The following is a set of instructions to build and format a comprehensive MLB Statcast database including play-by-play data and statistics such as pitch tracking, exit velocity, and launch angle. Bill Petti’s scraping functions from the baseballr
R package are used to source data from Baseball Savant.
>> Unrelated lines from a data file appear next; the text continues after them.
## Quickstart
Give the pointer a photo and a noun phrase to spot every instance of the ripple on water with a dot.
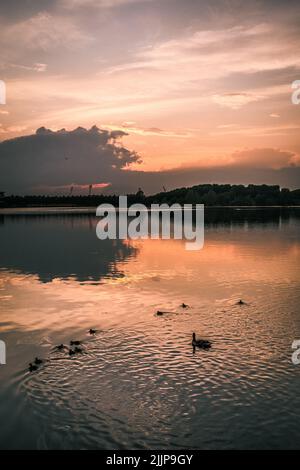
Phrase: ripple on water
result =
(131, 389)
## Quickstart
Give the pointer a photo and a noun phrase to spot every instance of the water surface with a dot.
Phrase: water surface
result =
(138, 383)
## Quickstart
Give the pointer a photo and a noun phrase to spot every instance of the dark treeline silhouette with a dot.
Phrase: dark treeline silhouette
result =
(208, 194)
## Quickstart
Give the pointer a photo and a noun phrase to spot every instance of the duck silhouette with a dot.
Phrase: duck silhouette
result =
(75, 342)
(60, 347)
(200, 343)
(75, 351)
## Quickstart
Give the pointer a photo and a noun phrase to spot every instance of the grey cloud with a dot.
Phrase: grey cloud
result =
(47, 161)
(62, 158)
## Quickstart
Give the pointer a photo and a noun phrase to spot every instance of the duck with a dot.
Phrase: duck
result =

Full R code is located on GitHub.
The documentation can be found at the end of the post.
Download Statcast Data
Scrape the online Baseball Savant play-by-play data for the specified season.
library(baseballr)
library(tidyverse)
scrape_statcast <- function(season) {
# create weeks of dates for season from mar - nov
# includes spring training + postseason
dates <- seq.Date(as.Date(paste0(season, '-03-01')),
as.Date(paste0(season, '-12-01')), by = 'week')
date_grid <- tibble(start_date = dates,
end_date = dates + 6)
# create 'safe' version of scrape_statcast_savant in case week doesn't process
safe_savant <- safely(scrape_statcast_savant)
# loop over each row of date_grid, and collect each week in a df
payload <- map(.x = seq_along(date_grid$start_date),
~{message(paste0('\nScraping week of ', date_grid$start_date[.x], '...\n'))
payload <- safe_savant(start_date = date_grid$start_date[.x],
end_date = date_grid$end_date[.x], type = 'pitcher')
return(payload)
})
payload_df <- map(payload, 'result')
# eliminate results with an empty dataframe
number_rows <- map_df(.x = seq_along(payload_df),
~{number_rows <- tibble(week = .x,
number_rows = length(payload_df[[.x]]$game_date))}) %>%
filter(number_rows > 0) %>%
pull(week)
payload_df_reduced <- payload_df[number_rows]
combined <- payload_df_reduced %>%
bind_rows()
return(combined)
}
This should take ~10 minutes per call.
Format Statcast Data
The following can be condensed into a single formatting function called format_statcast()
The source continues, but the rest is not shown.